Researchers from the University of Tokyo created a gate-all-around transistor made from gallium-doped indium oxide (InGaOx). Doping indium oxide with gallium suppressed oxygen vacancies, improving transistor reliability.
“We wanted our crystalline oxide transistor to feature a ‘gate-all-around’ structure, whereby the gate, which turns the current on or off, surrounds the channel where the current flows,” said Anlan Chen, a member of the Masa Kobayashi Lab at the University of Tokyo, in a press release. “By wrapping the gate entirely around the channel, we can enhance efficiency and scalability compared with traditional gates.”
The team used atomic layer deposition to coat the channel region of a gate-all-around transistor with a thin film of InGaOx. After deposition, the film was heated to transform it into the crystalline structure needed for electron mobility.

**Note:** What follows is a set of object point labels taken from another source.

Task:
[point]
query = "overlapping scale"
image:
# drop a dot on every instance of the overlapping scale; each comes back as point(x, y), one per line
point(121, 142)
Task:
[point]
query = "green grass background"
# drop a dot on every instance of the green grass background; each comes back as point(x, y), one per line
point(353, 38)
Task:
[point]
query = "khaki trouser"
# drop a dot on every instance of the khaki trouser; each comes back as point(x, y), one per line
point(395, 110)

“Our gate-all-around MOSFET, containing a gallium-doped indium oxide layer, achieves high mobility of 44.5 cm2/Vs,” added Chen. “Crucially, the device demonstrates promising reliability by operating stably under applied stress for nearly three hours. In fact, our MOSFET outperformed similar devices that have previously been reported.” [1]

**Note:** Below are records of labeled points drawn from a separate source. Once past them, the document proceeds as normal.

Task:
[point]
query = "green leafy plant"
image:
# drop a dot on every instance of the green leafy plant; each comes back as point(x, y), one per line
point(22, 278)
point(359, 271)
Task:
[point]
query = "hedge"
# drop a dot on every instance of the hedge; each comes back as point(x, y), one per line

Researchers at Rice University, Banaras Hindu University, University of Sussex, Pennsylvania State University, and Universidade Federal de Minas Gerais developed a 2D hybrid material by integrating graphene and silica glass into a single, stable compound they call glaphene.
“The layers do not just rest on each other ⎯ electrons move and form new interactions and vibration states, giving rise to properties neither material has on its own,” said Sathvik Ajay Iyengar, a doctoral student at Rice, in a statement. “It opens the door to combining entirely new classes of 2D materials — such as metals with insulators or magnets with semiconductors — to create custom-built materials from the ground up.”
A two-step, single-reaction method was used to grow glaphene using a liquid chemical precursor that contains both silicon and carbon. By tuning oxygen levels during heating, the team first grew graphene then shifted conditions to favor the formation of a silica layer.
In further investigations, they found that the graphene and silica layers interact and bond in a unique way, partially sharing electrons across the interface and changing the material’s structure and behavior, turning a metal and an insulator into a new type of semiconductor. [2]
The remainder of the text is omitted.